Охранник продолжал роптать. Христиан смочил водой его ободранное лицо, застывшие в бороде сгустки крови. Больше всего у охранника была поранена правая рука. Она безжизненна висела, а пальцы образовали сплошное кровавое месиво. Услышав о ведьме, Христиан бросился на поиски ее. Он пробежал помещение загона до конца, разбивая перегородки, переворачивая весь хлам, он порезал мешки, наполненные зерном и вернулся к охраннику, умерив свой пыл. Он направился в дом за покрывалом.

У клумб цветочных Христиан вдруг заметил Юнну. Она повернулась вполоборота и равнодушно посмотрела на него. Неведомая ему сила свалила его с ног перед девушкой, и он распластался на траве…
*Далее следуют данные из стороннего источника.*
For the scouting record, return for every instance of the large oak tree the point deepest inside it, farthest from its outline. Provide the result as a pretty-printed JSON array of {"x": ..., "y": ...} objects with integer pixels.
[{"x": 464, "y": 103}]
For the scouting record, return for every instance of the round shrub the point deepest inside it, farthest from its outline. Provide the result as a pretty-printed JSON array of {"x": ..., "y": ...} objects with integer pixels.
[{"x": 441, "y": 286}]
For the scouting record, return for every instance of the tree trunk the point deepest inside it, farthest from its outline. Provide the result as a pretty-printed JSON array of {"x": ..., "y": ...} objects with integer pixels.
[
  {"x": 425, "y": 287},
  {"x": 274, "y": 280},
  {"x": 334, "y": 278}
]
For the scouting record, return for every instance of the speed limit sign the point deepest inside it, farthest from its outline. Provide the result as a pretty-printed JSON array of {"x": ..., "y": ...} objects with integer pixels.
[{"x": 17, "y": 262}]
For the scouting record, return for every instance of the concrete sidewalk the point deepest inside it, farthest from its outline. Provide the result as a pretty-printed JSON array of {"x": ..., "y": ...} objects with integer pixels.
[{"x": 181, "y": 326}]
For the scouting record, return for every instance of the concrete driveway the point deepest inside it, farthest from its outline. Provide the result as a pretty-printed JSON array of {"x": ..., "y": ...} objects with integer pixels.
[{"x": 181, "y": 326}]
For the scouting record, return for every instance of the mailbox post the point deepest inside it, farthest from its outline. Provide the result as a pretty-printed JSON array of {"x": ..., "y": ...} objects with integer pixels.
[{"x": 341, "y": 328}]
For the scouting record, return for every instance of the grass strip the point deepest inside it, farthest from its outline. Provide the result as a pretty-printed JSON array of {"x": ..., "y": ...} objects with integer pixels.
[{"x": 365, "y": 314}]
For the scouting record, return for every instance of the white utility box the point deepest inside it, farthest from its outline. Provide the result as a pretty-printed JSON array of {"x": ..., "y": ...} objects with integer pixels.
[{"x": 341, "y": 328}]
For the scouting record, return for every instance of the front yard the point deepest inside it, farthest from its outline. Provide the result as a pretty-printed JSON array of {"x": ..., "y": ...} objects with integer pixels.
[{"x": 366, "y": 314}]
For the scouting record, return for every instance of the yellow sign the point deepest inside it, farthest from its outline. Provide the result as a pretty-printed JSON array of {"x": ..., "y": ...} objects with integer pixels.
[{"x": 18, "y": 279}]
Христиан вернулся к охраннику, проткнул покрывало и вдел в него бечевку, затем он заманил хлебом оголодавшего борова и накинул петлю ему на шею. Свинья потянулась за хлебом и потащила свою ношу. Так Христиан доставил до побережья полуживого охранника.
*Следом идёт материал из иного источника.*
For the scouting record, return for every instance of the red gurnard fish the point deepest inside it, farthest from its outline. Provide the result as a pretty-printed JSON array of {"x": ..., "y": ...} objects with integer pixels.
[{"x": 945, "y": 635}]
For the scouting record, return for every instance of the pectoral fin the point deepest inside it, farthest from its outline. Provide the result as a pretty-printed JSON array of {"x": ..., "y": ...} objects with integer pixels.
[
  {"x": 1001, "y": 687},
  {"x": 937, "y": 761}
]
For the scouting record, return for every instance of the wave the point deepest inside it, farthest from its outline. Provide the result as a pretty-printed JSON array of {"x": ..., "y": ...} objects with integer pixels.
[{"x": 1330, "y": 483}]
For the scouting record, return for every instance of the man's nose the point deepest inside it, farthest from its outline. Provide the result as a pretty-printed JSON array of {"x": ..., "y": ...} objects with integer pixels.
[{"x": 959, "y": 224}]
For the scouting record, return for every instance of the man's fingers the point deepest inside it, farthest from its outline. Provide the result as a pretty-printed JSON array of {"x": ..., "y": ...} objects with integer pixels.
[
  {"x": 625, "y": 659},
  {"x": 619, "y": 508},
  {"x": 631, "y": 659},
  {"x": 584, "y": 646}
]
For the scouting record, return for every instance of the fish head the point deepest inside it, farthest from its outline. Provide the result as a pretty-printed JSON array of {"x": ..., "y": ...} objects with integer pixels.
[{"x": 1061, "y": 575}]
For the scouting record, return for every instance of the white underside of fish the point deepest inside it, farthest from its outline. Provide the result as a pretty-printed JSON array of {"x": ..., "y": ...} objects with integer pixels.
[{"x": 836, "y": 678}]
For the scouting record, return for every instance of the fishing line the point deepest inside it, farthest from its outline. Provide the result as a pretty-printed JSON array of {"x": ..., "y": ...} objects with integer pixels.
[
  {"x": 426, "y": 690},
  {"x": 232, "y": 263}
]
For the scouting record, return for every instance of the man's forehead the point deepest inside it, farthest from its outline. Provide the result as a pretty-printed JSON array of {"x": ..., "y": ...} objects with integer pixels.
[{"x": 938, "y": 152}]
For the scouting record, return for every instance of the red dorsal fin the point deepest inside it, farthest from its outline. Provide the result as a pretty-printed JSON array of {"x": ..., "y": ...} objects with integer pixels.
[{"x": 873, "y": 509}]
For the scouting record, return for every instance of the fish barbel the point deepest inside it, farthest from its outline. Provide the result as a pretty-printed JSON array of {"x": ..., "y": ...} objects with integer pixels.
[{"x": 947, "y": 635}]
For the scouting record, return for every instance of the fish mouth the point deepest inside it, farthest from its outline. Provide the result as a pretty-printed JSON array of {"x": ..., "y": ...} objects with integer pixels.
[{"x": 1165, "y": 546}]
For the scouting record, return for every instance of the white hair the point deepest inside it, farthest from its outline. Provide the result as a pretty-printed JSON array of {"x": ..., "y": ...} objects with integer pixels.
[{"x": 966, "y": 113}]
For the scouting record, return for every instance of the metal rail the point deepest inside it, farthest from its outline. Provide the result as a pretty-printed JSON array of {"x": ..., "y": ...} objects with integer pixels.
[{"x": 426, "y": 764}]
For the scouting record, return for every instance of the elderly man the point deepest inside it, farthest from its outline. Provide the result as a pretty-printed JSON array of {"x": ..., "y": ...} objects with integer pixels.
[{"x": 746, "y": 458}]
С лодочными цепями он справился не сразу. Когда он их распутал, принялся перевязывать охранника лоскутами своей рубахи. Тот немного пришел в себя и даже заметил Христиану, что на его спине красное пятно.
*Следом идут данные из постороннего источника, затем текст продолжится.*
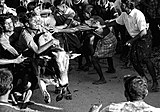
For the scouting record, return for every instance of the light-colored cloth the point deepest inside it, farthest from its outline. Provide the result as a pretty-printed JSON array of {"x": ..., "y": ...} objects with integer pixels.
[
  {"x": 138, "y": 106},
  {"x": 106, "y": 46},
  {"x": 117, "y": 5},
  {"x": 9, "y": 10},
  {"x": 5, "y": 43},
  {"x": 135, "y": 22}
]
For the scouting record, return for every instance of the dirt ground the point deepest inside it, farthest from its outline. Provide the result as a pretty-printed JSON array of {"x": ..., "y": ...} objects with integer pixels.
[{"x": 85, "y": 93}]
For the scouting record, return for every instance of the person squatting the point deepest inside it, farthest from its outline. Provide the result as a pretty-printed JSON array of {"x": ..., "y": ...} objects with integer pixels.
[{"x": 37, "y": 37}]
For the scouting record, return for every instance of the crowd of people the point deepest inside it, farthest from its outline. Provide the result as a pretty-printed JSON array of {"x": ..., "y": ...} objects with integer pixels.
[{"x": 96, "y": 29}]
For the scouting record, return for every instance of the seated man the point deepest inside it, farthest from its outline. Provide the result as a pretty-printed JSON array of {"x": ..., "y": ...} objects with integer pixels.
[
  {"x": 43, "y": 43},
  {"x": 6, "y": 86},
  {"x": 135, "y": 92}
]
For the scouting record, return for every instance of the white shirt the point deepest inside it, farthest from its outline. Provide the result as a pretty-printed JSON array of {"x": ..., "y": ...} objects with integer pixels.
[{"x": 134, "y": 22}]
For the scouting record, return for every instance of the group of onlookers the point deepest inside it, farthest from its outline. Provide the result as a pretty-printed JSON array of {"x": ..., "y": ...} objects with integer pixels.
[{"x": 115, "y": 26}]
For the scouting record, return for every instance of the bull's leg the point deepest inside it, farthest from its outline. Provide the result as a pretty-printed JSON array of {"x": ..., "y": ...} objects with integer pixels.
[
  {"x": 44, "y": 91},
  {"x": 68, "y": 94}
]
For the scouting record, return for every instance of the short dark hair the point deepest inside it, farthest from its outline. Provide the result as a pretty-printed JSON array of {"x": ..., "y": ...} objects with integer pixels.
[
  {"x": 135, "y": 87},
  {"x": 58, "y": 2},
  {"x": 98, "y": 18},
  {"x": 129, "y": 3},
  {"x": 6, "y": 79},
  {"x": 24, "y": 17},
  {"x": 46, "y": 5},
  {"x": 31, "y": 6}
]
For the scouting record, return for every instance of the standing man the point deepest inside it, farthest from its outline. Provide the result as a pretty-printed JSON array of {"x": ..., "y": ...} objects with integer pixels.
[{"x": 140, "y": 42}]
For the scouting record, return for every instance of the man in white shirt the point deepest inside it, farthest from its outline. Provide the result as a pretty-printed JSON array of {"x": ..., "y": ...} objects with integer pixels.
[{"x": 140, "y": 42}]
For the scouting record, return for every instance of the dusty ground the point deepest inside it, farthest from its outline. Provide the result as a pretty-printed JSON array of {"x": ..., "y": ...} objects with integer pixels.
[{"x": 85, "y": 93}]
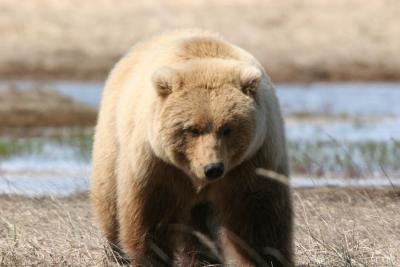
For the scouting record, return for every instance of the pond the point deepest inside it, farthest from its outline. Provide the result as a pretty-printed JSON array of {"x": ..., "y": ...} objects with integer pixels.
[{"x": 338, "y": 135}]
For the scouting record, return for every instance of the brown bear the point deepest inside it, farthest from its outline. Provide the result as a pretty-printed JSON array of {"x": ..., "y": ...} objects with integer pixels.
[{"x": 185, "y": 119}]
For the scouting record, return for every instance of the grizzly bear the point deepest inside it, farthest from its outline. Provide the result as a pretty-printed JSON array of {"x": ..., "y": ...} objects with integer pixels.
[{"x": 186, "y": 118}]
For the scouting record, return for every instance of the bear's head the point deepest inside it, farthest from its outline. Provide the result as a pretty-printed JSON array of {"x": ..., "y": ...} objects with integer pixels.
[{"x": 207, "y": 123}]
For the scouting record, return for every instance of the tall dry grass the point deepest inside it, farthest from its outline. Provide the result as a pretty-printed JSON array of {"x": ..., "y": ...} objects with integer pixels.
[{"x": 333, "y": 227}]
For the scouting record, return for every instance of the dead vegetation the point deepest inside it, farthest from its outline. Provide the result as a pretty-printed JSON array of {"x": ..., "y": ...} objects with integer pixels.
[
  {"x": 333, "y": 227},
  {"x": 42, "y": 108},
  {"x": 295, "y": 40}
]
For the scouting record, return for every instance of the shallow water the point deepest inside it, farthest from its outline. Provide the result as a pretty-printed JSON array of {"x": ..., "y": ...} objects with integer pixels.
[{"x": 338, "y": 135}]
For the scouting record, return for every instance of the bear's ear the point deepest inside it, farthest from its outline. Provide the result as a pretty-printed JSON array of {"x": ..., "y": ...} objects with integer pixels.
[
  {"x": 249, "y": 80},
  {"x": 166, "y": 80}
]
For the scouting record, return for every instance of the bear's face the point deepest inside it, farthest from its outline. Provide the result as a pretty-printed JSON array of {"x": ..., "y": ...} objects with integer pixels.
[{"x": 208, "y": 117}]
Навстречу волнам Христиан вытолкнул лодку, и охранник, превозмогая боль, заработал одним веслом.

— Поплыли вместе?! — предложил он Христиану.

— Я потом… мы встретимся на суше. Да сохранит тебя Господь.

Лодка удалялась в открытое море.

10

…Она лежала перед ним, как живая. Он стоял над гробом и всматривался в ее безмятежное лицо и ждал, что вот-вот вздрогнут ее веки, и она оживет и поднимется.

О Юнна! О Юнна! Как случилась твоя смерть?

С другого берега съехалось множество людей, знавших ее еще ребенком. Похоронная поляна была устлана цветами, и потому люди толпились кто где мог в незанятых цветами местах.

Ее лицо накрыли белоснежным саваном. Христиану мерещилось, что теперь, под материей, она улыбается ему, а в области шеи выступает кровь. Он сжал ладонями лицо, чтобы избавиться от наваждения. Когда вновь поднял глаза — видел карлика в шутовской одежде.

— Никогда я не видел скоморохов на похоронах… — Зачем он здесь? — обратился Христиан неизвестно к кому.

— Он не шут, он — карлик… — последовал ответ стоящего позади старика.

— Он родственник? — спросил Христиан.

— Говорят, у графа, после смерти, остался наследник, отвергнутый графом из-за того, что он карлик. Граф однажды одумался — устроил поиски сына. Даже объявил всем, что нашел и показал мальчика. Все знали — это ложь. Так граф вторично взял на себя грех перед Господом и потерял его милость. Граф понес суровую кару, но не он один — невинные Юнна и Гюстав, невинный приемный сын, ближайшие слуги — все раньше срока покинули этот бренный мир.

Теперь народ решил не гневить Бога и отдать дань умершим и убиенным карликам графского рода, молиться за спасение их душ, садить цветы на их могилы. Тогда, может, объявится графский сын, отпустит нам прощение и прекратятся напасти, от которых столько лет нам нет покоя.

Мы в каждом карлике видим своего спасителя. Едва старик умолк, как заговорила женщина, отстраненно глядя перед собой.

— …Она лежит в саду белых хризантем, которые обожала безумно… Белые цветы и яркие ленты — она дарила их каждому. Может, глаза бедной девочки увидят их и унесут с собой в мир божественный…

— Эта женщина воспитывала Берту и Юнну… — прошептал старик, подойдя совсем близко к Христиану.